"Do you know where the break is?" the younger man asked.

"I don't know," said Jim, putting on his fur cap and old skin coat. "It mayn't be far off and it may be some distance. All I know is it's between here and the next shack."

"We found it hard to face the wind and there's more now."

Jim smiled. "One gets used to storms up here and the line must be mended. Some important messages from Ottawa are coming along."

He picked up some tools and when he opened the door the others heard the scream of the gale. The flames blew out from the snapping logs and an icy draught swept the room and roared in the chimney. Then the door shut, the fire burned steadily, and all was quiet in the shack.

"Our host excites one's curiosity," said the younger man.

"You mean he excited yours. You're an imaginative fellow, Dick."

Richard Halliday had remarked that since they reached the shack Mordaunt had not called him Dick and vaguely wondered why. Lance Mordaunt generally had an object. Dick doubted if he had been as sleepy as he pretended when he asked for his tobacco pouch.
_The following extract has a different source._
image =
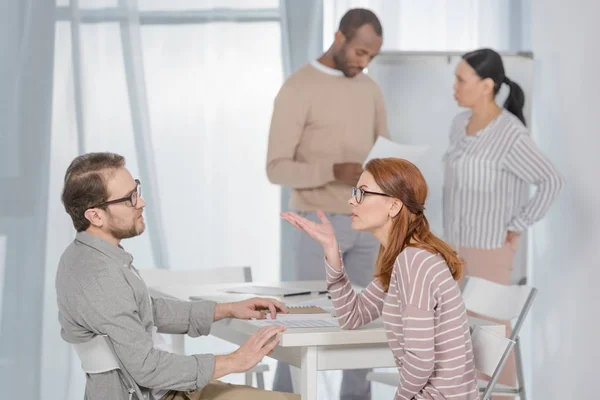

"Oh, well," he said, "if we were in England, you wouldn't expect to find a fellow like this using his leisure to study old-fashioned French."

"We are not in England," Mordaunt rejoined. "When you judge Canadians by English standards you're likely to get misled. The country's, so to speak, in a transition stage; they haven't developed schools of specialists yet, and an intelligent man can often make good at an unaccustomed job. This fellow, for example, was a waiter."